Symmetric bell, defined by TWO numbers:
mean = center (where the peak sits)
standard deviation = width (bigger = wider/flatter)
Change mean -> slide left/right. Change sd -> widen/narrow. Same shape always.
within 1 sd of the mean -> about 68%
within 2 sd -> about 95%
within 3 sd -> about 99.7%
Scores ~ Normal(mean 500, sd 100):
400 to 600 -> ~68% 300 to 700 -> ~95% 200 to 800 -> ~99.7%
above 700 (z=+2) -> ~2.5% below 600 (z=+1) -> ~84%
z = (value - mean) / standard deviation (= standardization from Phase 1)

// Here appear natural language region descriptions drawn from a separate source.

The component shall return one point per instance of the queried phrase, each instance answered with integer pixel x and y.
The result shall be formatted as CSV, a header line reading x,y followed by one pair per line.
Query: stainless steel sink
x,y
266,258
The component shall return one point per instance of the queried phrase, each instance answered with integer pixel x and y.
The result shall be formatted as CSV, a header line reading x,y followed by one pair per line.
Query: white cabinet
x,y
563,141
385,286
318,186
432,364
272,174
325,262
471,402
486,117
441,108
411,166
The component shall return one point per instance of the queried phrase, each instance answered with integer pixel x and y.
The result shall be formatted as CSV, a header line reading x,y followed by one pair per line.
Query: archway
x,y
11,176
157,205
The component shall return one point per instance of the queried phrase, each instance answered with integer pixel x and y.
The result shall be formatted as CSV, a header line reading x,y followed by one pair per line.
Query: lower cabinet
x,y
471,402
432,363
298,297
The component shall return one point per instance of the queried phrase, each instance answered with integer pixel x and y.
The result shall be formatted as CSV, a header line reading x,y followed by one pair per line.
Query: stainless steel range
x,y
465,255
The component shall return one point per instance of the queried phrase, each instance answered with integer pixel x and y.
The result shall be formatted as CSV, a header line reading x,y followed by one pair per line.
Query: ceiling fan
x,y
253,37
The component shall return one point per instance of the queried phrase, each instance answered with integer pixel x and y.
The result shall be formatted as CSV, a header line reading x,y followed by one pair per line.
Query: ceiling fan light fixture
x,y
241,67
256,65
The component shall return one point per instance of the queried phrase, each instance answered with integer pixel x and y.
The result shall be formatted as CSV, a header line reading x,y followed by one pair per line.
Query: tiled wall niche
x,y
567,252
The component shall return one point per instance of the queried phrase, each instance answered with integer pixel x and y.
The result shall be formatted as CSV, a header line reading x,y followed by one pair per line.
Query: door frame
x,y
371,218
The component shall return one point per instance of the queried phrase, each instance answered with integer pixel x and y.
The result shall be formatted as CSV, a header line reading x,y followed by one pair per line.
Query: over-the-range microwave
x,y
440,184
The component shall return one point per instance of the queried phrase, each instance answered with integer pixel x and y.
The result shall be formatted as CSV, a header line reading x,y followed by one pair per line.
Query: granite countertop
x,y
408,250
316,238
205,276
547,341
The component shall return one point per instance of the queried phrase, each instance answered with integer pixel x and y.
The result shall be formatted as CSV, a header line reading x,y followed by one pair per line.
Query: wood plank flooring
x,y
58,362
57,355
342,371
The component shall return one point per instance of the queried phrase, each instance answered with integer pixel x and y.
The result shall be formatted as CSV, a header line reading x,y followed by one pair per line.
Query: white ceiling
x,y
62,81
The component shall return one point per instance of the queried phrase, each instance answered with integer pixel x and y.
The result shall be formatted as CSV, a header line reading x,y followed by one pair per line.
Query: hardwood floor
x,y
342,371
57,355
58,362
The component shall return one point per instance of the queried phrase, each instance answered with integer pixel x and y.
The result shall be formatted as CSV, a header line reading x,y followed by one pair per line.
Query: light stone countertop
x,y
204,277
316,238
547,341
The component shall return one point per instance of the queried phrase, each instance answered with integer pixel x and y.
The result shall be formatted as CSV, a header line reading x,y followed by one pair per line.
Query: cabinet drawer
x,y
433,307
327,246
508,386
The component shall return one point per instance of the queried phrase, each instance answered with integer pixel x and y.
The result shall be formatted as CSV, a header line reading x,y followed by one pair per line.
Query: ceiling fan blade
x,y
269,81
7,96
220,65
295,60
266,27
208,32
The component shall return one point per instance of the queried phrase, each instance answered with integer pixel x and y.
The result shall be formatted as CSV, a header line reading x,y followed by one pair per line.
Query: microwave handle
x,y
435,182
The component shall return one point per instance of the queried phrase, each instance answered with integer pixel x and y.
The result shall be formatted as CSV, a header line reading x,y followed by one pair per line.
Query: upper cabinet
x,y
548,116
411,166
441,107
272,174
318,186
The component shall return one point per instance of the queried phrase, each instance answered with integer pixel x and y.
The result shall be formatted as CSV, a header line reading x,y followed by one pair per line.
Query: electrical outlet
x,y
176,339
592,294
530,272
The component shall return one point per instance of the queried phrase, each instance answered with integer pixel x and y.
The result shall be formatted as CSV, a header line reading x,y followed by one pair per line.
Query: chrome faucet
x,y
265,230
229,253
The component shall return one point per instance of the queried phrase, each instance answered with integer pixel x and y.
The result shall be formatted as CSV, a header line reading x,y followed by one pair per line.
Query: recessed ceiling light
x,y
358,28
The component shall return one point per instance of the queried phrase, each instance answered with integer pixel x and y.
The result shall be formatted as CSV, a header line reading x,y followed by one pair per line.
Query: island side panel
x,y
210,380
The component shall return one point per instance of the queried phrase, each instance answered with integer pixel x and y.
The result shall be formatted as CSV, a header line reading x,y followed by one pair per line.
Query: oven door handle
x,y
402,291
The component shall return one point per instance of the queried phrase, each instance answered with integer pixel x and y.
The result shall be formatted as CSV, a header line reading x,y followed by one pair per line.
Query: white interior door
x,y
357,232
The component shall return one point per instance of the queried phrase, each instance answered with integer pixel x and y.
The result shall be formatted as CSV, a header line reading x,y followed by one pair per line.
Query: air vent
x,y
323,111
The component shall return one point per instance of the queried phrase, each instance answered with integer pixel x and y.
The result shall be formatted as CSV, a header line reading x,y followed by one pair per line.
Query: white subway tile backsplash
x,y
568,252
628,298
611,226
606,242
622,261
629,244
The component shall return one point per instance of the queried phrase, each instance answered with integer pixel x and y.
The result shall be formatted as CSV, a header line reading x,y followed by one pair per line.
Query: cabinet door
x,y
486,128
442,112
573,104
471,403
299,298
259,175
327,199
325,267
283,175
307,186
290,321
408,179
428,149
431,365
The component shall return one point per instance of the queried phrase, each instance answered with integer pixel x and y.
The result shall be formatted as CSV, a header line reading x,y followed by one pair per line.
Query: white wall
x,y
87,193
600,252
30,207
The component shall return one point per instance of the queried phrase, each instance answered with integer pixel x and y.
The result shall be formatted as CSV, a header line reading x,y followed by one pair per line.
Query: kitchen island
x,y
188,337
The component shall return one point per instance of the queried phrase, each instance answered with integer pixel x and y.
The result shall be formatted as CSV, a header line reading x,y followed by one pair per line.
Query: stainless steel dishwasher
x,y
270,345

600 in N(500,100): z = +1.0 700: z = +2.0 450: z = -0.5
Use: comparability across scales; z=+1 -> ~84% below; |z|>2 or 3 -> unusual (outlier).
  • Feature standardization = a z-score per feature value.
  • Default noise model and neural-net weight initialization = Gaussian (normal).
  • Outlier detection: flag values beyond 2 to 3 standard deviations.
  • Why so common: averages/sums of many independent things tend to normal (next phase).
  • Assuming everything is normal (skewed/bimodal data breaks the rules; check a histogram).
  • Confusing curve height with probability (probability is area over a range).
  • Forgetting a z-score needs both mean AND standard deviation.
  • Reading 99.7% as “all” (the tails extend forever; extremes are rare, not impossible).
  • Density curve: a curve whose area gives probabilities (total area 1).
  • Normal distribution: the symmetric bell set by a mean and standard deviation.
  • Empirical rule: 68-95-99.7 within 1-2-3 standard deviations.
  • z-score: (value - mean) / standard deviation; standard distance from the mean.